Minerals from eastern DR Congo are shipped mainly to middlemen in Malaysia, Thailand, China and India, according to Enough. The companies buy the same minerals elsewhere and mix them together, but Congolese ore, although a small percentage of the total, is cheaper, according to Resource Investor. Once processed, the refined metals are bought by electronics manufacturing companies, turned into usable components (e.g., circuit boards containing tin), and put into electronic devices ranging from cell phones to digital cameras to televisions.
David Sullivan of Enough says they are appealing to electronics companies, users of the minerals, and not the middlemen, because they have the greatest leverage. "It is unrealistic to expect the average consumer to go to a smelter in Thailand," Sullivan says. "It is realistic for a consumer to ask for peace of mind that their purchases are not underwriting the worst sexual violence in the world."
Some companies already have policies on minerals from DR Congo. Motorola (MOT, Fortune 500), Apple (AAPL, Fortune 500), HP (HPQ, Fortune 500), Nokia (NOK) and RIM (RIMM) bar suppliers from selling them Congolese coltan. "Mining activities that fuel conflict are unacceptable," Motorola wrote in response to Enough's request.
HP also said it would work on the issue. "We take very seriously the issue of the social and environmental conditions associated with our electronics industry supply chain," says Judy Glazer, director of HP's global social and environmental responsibility operations.
But even if the companies want to help, it's not easy.

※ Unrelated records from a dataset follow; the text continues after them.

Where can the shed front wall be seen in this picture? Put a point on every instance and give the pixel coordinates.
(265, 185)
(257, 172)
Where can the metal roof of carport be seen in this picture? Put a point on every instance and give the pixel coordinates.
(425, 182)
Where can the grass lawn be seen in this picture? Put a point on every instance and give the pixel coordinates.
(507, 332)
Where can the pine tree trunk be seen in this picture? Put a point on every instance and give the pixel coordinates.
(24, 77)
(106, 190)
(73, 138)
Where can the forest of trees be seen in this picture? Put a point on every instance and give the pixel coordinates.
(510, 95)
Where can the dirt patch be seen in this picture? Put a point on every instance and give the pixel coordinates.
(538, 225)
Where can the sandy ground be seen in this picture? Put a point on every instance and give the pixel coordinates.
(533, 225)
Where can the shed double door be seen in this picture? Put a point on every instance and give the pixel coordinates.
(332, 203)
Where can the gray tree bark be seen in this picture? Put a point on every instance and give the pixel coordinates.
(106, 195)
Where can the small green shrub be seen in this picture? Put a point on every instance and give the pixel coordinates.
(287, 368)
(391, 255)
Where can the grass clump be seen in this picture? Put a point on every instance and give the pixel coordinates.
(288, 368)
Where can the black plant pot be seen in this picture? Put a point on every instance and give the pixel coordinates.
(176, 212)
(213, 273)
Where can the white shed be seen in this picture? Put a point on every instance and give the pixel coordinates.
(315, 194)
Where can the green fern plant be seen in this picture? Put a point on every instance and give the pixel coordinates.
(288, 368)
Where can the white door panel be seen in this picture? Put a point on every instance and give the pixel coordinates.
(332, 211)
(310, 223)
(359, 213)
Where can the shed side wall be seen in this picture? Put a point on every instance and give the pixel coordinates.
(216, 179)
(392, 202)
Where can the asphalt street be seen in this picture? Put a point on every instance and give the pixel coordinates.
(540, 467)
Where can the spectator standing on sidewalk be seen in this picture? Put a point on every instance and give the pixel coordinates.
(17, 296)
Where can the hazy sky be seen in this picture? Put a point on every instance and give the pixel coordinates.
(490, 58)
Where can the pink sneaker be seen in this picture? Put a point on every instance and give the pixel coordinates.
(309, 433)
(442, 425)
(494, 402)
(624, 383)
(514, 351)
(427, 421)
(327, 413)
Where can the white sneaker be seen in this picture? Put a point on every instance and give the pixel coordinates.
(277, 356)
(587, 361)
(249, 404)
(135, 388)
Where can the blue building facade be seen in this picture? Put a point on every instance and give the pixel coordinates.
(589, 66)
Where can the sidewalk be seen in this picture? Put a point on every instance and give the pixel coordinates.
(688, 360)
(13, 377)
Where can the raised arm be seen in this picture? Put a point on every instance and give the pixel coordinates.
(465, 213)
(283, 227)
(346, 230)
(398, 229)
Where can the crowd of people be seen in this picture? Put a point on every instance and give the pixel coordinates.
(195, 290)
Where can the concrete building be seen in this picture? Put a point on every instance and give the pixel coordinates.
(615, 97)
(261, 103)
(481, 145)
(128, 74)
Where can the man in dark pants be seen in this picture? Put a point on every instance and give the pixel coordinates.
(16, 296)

There's no certification system for minerals from the region. "Short of banning all minerals coming from the Eastern Congo or coming from Central Africa, it's going to be very difficult to set up a system on the ground that will be able to distinguish between good and bad minerals," says Jason Stearns, a former UN DR Congo investigator. And simply avoiding minerals from the region isn't perfect either, both because rebels profit from other sources, like charcoal sales and bribery; plus, legitimately mined minerals are a critical economic driver for the region.
Many of the big companies are members of the Electronic Industry Citizenship Coalition and the Global e-Sustainability Initiative, which have a joint workgroup focused on mineral issues like those from DR Congo. A report by the groups last year noted the challenges of getting rid of illegally mined minerals, mainly because there's no mechanism to differentiate between "good" and "bad" sources. The report outlined goals to address the problem, including the commissioning of "supply chain transparency models" for tin, tantalum and cobalt, but notes it would do so "without identifying their commercial relationships," at odds with Enough's proposal.
Previous efforts to clean up supply chains have had mixed results. The Kimberley Process, a joint government, industry and nonprofit initiative that certifies shipments of rough diamonds as "conflict-free," was largely successful, now covering most of the world's diamonds. But the chocolate industry's response to criticism over child labor on cocoa farms in West Africa, a voluntary protocol by which companies would wean themselves from child labor, then certify as much, hasn't significantly changed practices in Ivory Coast and elsewhere.